В последний миг своей жизни Елена Бурчилина успела произнести всего два слова, которых никто, конечно, не услышал. Прежде, чем толчок в спину швырнул ее на рельсы, под лязгающие колеса, она прошептала «За что?!»
– За что? За что? – Пожилая женщина в строгом черном платье до пят нервно ходила по гулким мраморным плитам комнаты, то и дело поглядывая на зарешеченное окно Тауэра. – За что? Я не понимаю…
Несмотря на преклонный возраст (а даме минул уже семьдесят один год), она сохранила удивительную осанку и плавность движений, благородные черты ее лица выдавали в ней аристократку одного из самых древних родов. Именно благодаря своему происхождению, она содержалась в заключении не в сырой темнице с крысами, куда обычно заточали государственных изменников, а в небольшой каменной комнатушке, даже с некоторым, если можно так выразиться применительно к условиям тюрьмы, комфортом.
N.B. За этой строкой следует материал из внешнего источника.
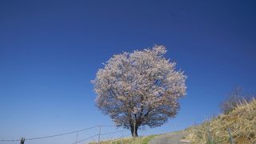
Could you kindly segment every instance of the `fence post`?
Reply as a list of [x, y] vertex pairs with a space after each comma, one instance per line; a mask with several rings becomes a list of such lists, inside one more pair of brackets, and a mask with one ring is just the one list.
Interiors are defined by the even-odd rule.
[[75, 144], [78, 143], [78, 132], [77, 132], [77, 137], [76, 137], [76, 138], [75, 138]]
[[122, 139], [123, 139], [123, 131], [122, 131], [122, 138], [121, 138], [122, 144], [123, 144], [123, 142], [122, 142], [123, 140]]
[[102, 126], [99, 125], [99, 131], [98, 131], [98, 144], [99, 144], [99, 141], [100, 141], [100, 138], [101, 138], [101, 130], [102, 129]]
[[230, 135], [230, 144], [234, 144], [234, 141], [233, 141], [232, 135], [231, 135], [230, 128], [228, 128], [227, 130], [228, 130], [228, 131], [229, 131], [229, 135]]
[[25, 142], [25, 138], [22, 138], [20, 144], [24, 144], [24, 142]]

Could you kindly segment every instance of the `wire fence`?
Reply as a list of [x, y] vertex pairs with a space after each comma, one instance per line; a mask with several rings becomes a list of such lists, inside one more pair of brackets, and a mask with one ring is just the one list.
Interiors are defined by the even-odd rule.
[[[129, 132], [128, 130], [113, 130], [113, 131], [102, 131], [102, 128], [104, 127], [116, 127], [114, 125], [98, 125], [78, 130], [74, 130], [74, 131], [70, 131], [70, 132], [66, 132], [66, 133], [60, 133], [57, 134], [52, 134], [52, 135], [46, 135], [46, 136], [42, 136], [42, 137], [34, 137], [34, 138], [17, 138], [17, 139], [0, 139], [0, 143], [1, 142], [5, 142], [5, 143], [11, 143], [13, 142], [14, 144], [25, 144], [26, 142], [30, 141], [36, 141], [36, 140], [40, 140], [40, 139], [47, 139], [50, 138], [55, 138], [55, 137], [60, 137], [60, 136], [64, 136], [64, 135], [70, 135], [70, 134], [76, 134], [75, 137], [75, 141], [71, 143], [67, 143], [67, 144], [78, 144], [78, 143], [88, 143], [89, 142], [91, 141], [96, 141], [98, 144], [100, 143], [101, 141], [105, 141], [105, 140], [113, 140], [113, 139], [118, 139], [118, 138], [122, 138], [124, 137], [127, 137], [130, 135], [130, 134], [126, 134], [124, 135], [124, 132]], [[78, 136], [81, 133], [84, 131], [89, 131], [92, 129], [94, 129], [94, 134], [89, 135], [86, 134], [86, 137], [83, 137], [82, 138], [78, 138]], [[98, 132], [97, 132], [98, 130]], [[89, 131], [90, 133], [91, 132]], [[96, 134], [95, 134], [96, 133]], [[92, 133], [90, 133], [92, 134]], [[117, 134], [114, 136], [113, 134]], [[108, 137], [106, 137], [105, 138], [103, 138], [104, 136], [108, 135]], [[80, 136], [81, 137], [81, 136]], [[34, 142], [33, 142], [34, 143]]]

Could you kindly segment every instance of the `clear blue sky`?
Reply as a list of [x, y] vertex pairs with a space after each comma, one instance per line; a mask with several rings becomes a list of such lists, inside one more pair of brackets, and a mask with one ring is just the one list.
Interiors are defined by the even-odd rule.
[[255, 15], [254, 1], [242, 0], [2, 0], [0, 139], [113, 124], [94, 106], [90, 81], [113, 54], [155, 44], [165, 45], [166, 58], [188, 76], [187, 95], [176, 118], [142, 134], [184, 129], [218, 114], [236, 86], [256, 92]]

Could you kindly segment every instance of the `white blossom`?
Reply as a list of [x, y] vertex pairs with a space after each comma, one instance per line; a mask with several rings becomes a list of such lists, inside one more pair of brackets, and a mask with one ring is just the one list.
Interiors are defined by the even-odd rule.
[[134, 136], [138, 128], [159, 126], [174, 118], [178, 98], [186, 94], [186, 76], [166, 53], [165, 46], [155, 46], [114, 55], [92, 81], [97, 106]]

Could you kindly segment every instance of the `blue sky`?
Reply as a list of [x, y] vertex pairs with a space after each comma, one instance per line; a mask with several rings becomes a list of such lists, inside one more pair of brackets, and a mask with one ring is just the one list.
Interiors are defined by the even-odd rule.
[[256, 93], [254, 6], [235, 0], [1, 1], [0, 139], [112, 125], [94, 106], [90, 81], [113, 54], [155, 44], [166, 46], [166, 57], [188, 76], [187, 95], [174, 119], [139, 134], [182, 130], [219, 114], [234, 87]]

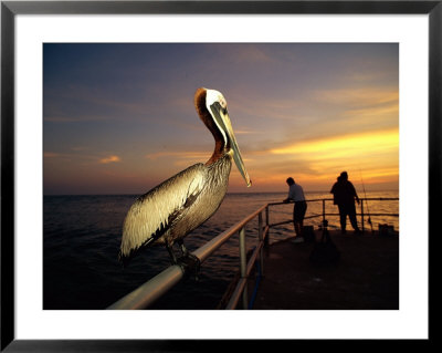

Помимо небольшого окна, через которое каждый день хоть ненадолго, да заглядывали солнечные лучи, в распоряжении узницы имелись кровать, стол и даже кувшин с водой для омовений. Но от всех этих холодных стен, незнакомых казенных предметов, графиня Солсбери не испытывала ничего, кроме ужаса – жуткого, неведомого никогда раньше.
Нет, она не боялась смерти. Она достаточно пожила на этом свете, и теперь где-то в глубине ее некогда лучистых глаз затаилась лишь тоска и горечь по многочисленным возлюбленным, уже оставившим ее. Она с радостью приняла бы смерть, приди она к ней там, где она хотела ее принять. Но позорная, публичная смерть на плахе? По ложному, абсурдному обвинению? Стоять полуобнаженной перед глумящейся толпой, принять смерть от рук палача, не получив даже покаяния по своему вероисповеданию? Вот что страшило графиню, вот что не давало ей покоя.
Генрих, Генрих… Как глупо и как беспощадно ввергаешь ты в пучину ужаса тех, кто мог бы быть тебе полезен, кто мог бы направить тебя и указать верный путь!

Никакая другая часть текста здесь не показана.